NLP: Detecting Sarcasm in Text Data from Social Media

"Detecting Sarcasm in Text Data from Social Media." The project Developed advanced NLP models using BERT and concatenated Word2Vec embeddings to detect sarcasm in social media posts, optimizing with Optuna for enhanced performance. Demonstrated proficiency in contextual language understanding, semantic analysis, and hyperparameter tuning for accurate sarcasm classification.

Introduction

The project aims to classify tweets as sarcastic or not using state-of-the-art NLP models, including BERT, BERTweet, and ALBERT, enhanced with Word2Vec embeddings. The goal is to improve the precision and recall in sarcasm detection, providing valuable insights for applications in social media analysis and customer feedback interpretation.

Data Preprocessing

Methods and Techniques

Data Cleaning: Remove URLs, user mentions, and excessive whitespace.
Tokenization: Use BERT and Word2Vec tokenizers to prepare the text for model input.
Padding and Truncation: Ensure uniform input length for batch processing.

import pandas as pd
import re
from transformers import BertTokenizer
from torch.nn.utils.rnn import pad_sequence
import torch

# Load data
data = pd.read_csv('train_df.csv')

# Clean data
def clean_tweet(tweet):
    tweet = re.sub(r'http\S+', '', tweet)
    tweet = re.sub(r'@\w+', '', tweet)
    tweet = re.sub(r'\s+', ' ', tweet).strip()
    return tweet

data['cleaned_text'] = data['text'].apply(clean_tweet)

# Tokenization
tokenizer = BertTokenizer.from_pretrained('bert-base-uncased')
tokens = data['cleaned_text'].apply(lambda x: tokenizer.encode(x, add_special_tokens=True))

# Padding
tokens_padded = pad_sequence([torch.tensor(t) for t in tokens], batch_first=True, padding_value=tokenizer.pad_token_id)

Modeling and Training

Baseline Models

BERT: A transformer model that captures contextual relationships in text.
BERTweet: A BERT model pre-trained on English tweets.
ALBERT: A lighter version of BERT optimized for faster training.

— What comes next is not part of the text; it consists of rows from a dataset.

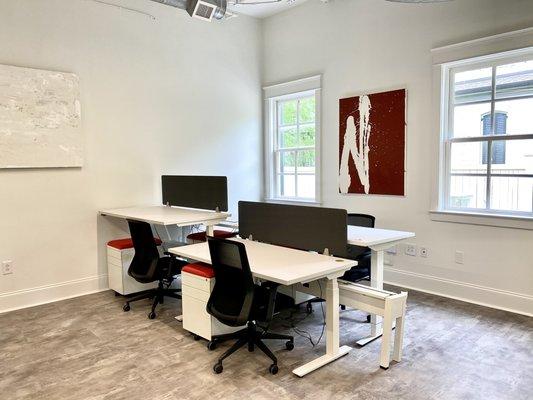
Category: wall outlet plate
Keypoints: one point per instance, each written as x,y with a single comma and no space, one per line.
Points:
410,250
7,267
393,250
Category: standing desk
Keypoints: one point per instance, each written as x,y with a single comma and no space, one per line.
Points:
287,267
378,240
169,215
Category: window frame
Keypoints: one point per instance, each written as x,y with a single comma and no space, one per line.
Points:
448,70
272,135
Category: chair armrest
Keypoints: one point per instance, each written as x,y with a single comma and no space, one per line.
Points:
272,290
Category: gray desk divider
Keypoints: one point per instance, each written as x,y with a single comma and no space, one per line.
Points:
204,192
300,227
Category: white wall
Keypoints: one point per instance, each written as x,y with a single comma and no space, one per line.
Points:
161,96
364,46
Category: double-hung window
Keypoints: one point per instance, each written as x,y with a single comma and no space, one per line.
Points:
292,146
487,135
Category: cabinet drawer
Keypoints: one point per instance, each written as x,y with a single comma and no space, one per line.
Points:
115,253
197,282
113,261
195,317
189,291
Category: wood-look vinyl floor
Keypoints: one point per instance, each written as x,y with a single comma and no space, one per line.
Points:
87,348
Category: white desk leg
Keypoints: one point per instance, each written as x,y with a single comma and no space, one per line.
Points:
376,281
398,339
333,351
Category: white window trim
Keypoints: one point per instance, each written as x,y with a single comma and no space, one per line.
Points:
286,91
482,51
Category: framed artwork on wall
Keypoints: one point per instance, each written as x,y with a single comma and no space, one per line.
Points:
40,119
372,143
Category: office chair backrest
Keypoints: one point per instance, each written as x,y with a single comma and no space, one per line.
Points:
143,267
365,220
232,296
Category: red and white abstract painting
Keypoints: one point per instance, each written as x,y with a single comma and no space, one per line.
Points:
372,143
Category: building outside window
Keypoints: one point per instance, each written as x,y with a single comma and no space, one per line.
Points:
487,136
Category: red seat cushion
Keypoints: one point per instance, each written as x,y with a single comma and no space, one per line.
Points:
199,269
127,243
200,236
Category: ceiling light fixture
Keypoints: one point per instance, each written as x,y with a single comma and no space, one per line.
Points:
252,2
419,1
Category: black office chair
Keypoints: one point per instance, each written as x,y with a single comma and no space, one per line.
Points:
236,301
147,267
360,254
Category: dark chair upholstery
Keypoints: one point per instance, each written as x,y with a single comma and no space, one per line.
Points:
237,301
147,266
360,254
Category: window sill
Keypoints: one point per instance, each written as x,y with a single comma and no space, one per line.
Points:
293,201
498,220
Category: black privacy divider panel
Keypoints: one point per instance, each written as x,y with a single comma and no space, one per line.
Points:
205,192
300,227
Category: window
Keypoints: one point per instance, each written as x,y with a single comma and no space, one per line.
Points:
293,147
487,135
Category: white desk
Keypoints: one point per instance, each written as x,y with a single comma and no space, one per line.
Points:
287,267
378,240
164,215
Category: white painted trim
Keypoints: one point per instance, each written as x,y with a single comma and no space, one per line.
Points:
295,86
50,293
483,46
505,300
496,220
487,39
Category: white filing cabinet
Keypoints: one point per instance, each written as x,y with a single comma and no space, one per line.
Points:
118,262
195,291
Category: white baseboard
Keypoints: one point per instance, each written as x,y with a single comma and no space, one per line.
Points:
49,293
482,295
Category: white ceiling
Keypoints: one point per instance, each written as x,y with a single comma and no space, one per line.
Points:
263,10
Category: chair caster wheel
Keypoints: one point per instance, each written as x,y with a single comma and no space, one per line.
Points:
218,368
273,369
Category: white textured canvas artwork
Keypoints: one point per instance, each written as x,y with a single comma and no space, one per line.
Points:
40,119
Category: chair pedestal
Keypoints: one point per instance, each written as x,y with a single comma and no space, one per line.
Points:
158,295
252,337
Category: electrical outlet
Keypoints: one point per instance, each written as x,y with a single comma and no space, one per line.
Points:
7,267
393,250
410,250
459,257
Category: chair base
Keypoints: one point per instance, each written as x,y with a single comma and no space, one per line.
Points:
157,294
251,337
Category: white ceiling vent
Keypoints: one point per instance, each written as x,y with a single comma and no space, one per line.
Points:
206,9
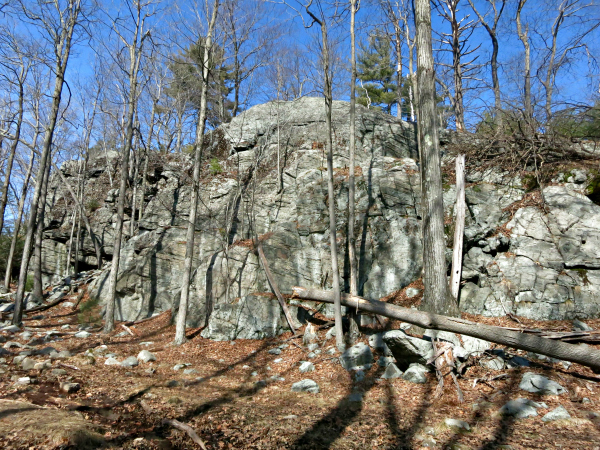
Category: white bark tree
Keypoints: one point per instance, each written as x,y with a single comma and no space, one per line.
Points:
191,230
58,23
133,43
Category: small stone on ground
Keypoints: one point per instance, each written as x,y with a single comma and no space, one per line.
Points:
306,385
559,413
538,384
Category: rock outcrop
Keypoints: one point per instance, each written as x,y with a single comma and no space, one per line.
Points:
519,259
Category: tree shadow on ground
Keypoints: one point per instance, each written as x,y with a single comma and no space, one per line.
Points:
329,428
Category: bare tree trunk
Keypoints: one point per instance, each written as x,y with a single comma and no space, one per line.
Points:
15,237
189,247
134,183
459,227
436,295
135,55
354,319
147,156
81,208
337,307
527,75
492,31
62,48
70,250
37,294
584,355
11,156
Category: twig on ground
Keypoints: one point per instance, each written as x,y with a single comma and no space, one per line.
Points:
128,329
189,430
68,366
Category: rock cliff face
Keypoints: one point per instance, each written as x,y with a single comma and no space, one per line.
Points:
264,175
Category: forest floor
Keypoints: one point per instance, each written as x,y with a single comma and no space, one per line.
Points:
230,408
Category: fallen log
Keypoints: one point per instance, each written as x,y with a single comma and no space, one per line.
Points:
175,424
189,430
583,355
48,306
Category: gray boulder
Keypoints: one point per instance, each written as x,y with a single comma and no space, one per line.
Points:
130,361
559,413
520,408
376,341
416,373
538,384
145,356
28,364
251,317
578,325
306,385
456,423
408,349
391,371
356,356
306,366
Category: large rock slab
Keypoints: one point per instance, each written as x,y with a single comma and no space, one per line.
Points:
47,427
408,349
356,356
252,317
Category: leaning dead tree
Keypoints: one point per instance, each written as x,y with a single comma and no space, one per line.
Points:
319,19
134,46
583,355
437,294
59,26
191,229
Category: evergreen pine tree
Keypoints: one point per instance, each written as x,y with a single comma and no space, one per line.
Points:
186,70
376,74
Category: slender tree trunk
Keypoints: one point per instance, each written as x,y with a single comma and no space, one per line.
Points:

from transformers import BertModel, BertConfig

# Load pre-trained BERT model
bert_model = BertModel.from_pretrained('bert-base-uncased')

# Example forward pass
inputs = torch.tensor(tokens_padded[:5])
outputs = bert_model(inputs)
pooled_output = outputs[1]  # Pooled output for classification

Custom Models

Baseline + Word2Vec: Train custom Word2Vec embeddings and concatenate with BERT embeddings for enhanced feature representation.

from gensim.models import Word2Vec

# Train Word2Vec model
sentences = [tweet.split() for tweet in data['cleaned_text']]
w2v_model = Word2Vec(sentences, vector_size=300, window=5, min_count=1, workers=4)

# Get Word2Vec embeddings
def get_w2v_embeddings(tokens, w2v_model):
    return [w2v_model.wv[word] for word in tokens if word in w2v_model.wv]

data['w2v_embeddings'] = data['cleaned_text'].apply(lambda x: get_w2v_embeddings(x.split(), w2v_model))

Fine-Tuning and Hyperparameter Optimization

Optuna: Used for hyperparameter tuning to optimize model performance.

import optuna
from optuna.trial import TrialState
from transformers import AdamW

def objective(trial):
    # Define model, optimizer, and other hyperparameters
    learning_rate = trial.suggest_float('learning_rate', 1e-5, 1e-2, log=True)
    model = BertModel.from_pretrained('bert-base-uncased')
    optimizer = AdamW(model.parameters(), lr=learning_rate)

    # Training loop (simplified)
    for epoch in range(3):
        model.train()
        for batch in train_loader:
            optimizer.zero_grad()
            outputs = model(batch['input_ids'])
            loss = criterion(outputs, batch['labels'])
            loss.backward()
            optimizer.step()
    return accuracy

study = optuna.create_study(direction='maximize')
study.optimize(objective, n_trials=50)

Evaluation and Analysis

Metrics

Accuracy, Precision, Recall, F1-Score: Evaluate model performance on test data.
Confusion Matrix: Visualize true positives, false positives, true negatives, and false negatives.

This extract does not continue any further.